CSN – One Year In

One Year In: What the Chatham Success Network Made Possible

When the Chatham Success Network (CSN) launched as a pilot in 2025, the goal was not simply to create something new, but to strengthen how our community supports families – by bringing partners together, aligning resources, and making it easier for families to move from crisis toward long-term stability. At its core, the CSN was designed to change how families experience help – so that reaching out wouldn’t mean starting over, telling their story again, or navigating a maze of disconnected services.

For one Chatham County family, the difference wasn’t just access to services – it was experiencing a system that finally felt connected.

Referred through Siler City Elementary School, the family was connected to a CSN case manager who could step back and look across housing instability, employment challenges, and transportation barriers together. Rather than navigating multiple agencies on their own, the family was supported by partners who were already coordinating behind the scenes – sharing information, aligning next steps, and problem-solving together. Progress took time, but the experience was different: support felt intentional, consistent, and shared.

Stories like this became more common during the CSN’s pilot year. Families weren’t just receiving referrals; they were being supported through a coordinated network designed to focus on long-term stability, not short-term fixes. For partner agencies, this meant more connected work, stronger relationships, and a growing sense of shared responsibility for outcomes.

“I’m so proud of how the Chatham Success Network leverages the strengths we already have in our community,” said Daisy Butzer, United Way Impact Manager. “From innovative agency leaders to seasoned direct service providers, to families repeatedly showing up to meet their goals, we have found a synergy through collaboration. It’s an honor for United Way to support the capacity for that collaboration, especially as we plan for how we’ll use our strengths in new ways this year.”

An external learning partner, Partners for Impact, named an important truth that emerged during the pilot year: the CSN is working – and that success is surfacing real system barriers, like transportation access, employment constraints, and the lack of affordable housing.
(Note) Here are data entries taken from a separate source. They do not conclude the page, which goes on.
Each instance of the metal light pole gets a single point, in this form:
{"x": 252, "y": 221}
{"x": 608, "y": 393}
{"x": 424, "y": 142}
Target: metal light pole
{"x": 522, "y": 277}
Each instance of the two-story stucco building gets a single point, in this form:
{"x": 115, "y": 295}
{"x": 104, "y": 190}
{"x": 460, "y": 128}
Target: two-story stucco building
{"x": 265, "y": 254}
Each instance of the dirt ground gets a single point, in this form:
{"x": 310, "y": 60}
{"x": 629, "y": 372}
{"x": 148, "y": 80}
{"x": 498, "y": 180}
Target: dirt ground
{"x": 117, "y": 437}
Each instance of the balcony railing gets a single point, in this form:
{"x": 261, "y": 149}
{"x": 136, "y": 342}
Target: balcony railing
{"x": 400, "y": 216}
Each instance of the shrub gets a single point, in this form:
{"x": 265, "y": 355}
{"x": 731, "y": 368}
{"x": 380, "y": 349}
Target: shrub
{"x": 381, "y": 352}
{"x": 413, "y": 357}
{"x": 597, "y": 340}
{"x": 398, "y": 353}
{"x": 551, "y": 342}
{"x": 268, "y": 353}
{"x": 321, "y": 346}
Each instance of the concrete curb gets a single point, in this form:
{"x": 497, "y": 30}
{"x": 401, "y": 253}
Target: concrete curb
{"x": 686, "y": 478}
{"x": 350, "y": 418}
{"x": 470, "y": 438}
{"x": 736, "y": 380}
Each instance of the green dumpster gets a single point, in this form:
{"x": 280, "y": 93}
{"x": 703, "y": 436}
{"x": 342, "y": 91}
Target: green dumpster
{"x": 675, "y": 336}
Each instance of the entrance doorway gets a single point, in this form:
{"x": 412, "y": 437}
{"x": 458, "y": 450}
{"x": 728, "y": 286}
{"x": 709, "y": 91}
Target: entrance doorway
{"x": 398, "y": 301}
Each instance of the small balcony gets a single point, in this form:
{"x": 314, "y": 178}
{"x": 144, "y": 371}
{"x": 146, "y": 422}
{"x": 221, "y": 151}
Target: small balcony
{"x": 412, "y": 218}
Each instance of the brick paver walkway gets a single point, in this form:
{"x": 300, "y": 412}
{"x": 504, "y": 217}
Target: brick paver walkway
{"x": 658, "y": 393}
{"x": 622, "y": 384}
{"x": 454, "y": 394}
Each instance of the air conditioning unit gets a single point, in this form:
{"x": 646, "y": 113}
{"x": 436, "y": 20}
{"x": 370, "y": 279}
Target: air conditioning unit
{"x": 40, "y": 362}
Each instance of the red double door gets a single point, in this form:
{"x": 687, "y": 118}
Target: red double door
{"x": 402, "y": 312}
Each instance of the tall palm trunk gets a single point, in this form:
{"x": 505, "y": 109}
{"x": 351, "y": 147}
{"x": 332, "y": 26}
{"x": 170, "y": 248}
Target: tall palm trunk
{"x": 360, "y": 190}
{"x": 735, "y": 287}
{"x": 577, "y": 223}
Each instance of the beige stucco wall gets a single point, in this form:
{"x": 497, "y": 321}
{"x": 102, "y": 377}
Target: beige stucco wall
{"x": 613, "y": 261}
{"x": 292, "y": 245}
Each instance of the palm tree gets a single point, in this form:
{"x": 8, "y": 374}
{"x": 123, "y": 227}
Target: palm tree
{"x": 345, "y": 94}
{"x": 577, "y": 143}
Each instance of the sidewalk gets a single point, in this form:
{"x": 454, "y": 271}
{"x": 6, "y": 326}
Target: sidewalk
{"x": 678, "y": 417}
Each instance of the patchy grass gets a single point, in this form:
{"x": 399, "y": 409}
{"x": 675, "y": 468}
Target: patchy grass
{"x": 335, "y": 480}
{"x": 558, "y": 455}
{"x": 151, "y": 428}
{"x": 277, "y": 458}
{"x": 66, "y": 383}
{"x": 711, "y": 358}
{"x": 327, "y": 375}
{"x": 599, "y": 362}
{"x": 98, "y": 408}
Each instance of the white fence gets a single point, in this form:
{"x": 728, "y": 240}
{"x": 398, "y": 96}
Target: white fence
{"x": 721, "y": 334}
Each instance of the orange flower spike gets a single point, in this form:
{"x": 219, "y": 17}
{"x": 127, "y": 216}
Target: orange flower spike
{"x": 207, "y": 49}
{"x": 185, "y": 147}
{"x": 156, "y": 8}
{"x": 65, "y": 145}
Rather than seeing those challenges as failures, the CSN treats them as data. Our role isn’t to solve every barrier directly, but to convene partners, elevate lived experience, and help the right people come together to explore solutions.

Behind every coordinated moment for a family is an intentional investment in people and practice. Throughout 2025, CSN partners participated in trainings, webinars, and learning sessions focused on shared case management, data quality, systems thinking, and collaboration. These spaces built trust, strengthened skills, and reinforced a simple but powerful idea: families are better served when providers are supported, connected, and learning together.

One year in, the Chatham Success Network is doing more than supporting individual households. It’s building a stronger, more responsive system – one that will continue to serve families across Chatham County long after the pilot year ends.

As the Chatham Success Network moves into 2026, that foundation is guiding what comes next. The focus is on building from what the pilot year revealed – both what’s working and where systems need to evolve. Partners are strengthening shared practices, deepening coordination across agencies, and using learning from the first year to improve how families experience support. Insights from ongoing evaluation are also helping elevate broader system barriers – such as transportation, employment access, and housing stability – so they can be addressed collaboratively, rather than in isolation. This next phase is about deepening what works, expanding collective capacity, and continuing to learn together.

“I have sincere respect and appreciation for the work that our agencies do in collaboration to address poverty in our county,” said Carlos Lima, United Way Executive Director.

This work is possible because of strong partners and generous supporters. Thank you for being part of the Chatham Success Network’s first year, and for helping shape what comes next.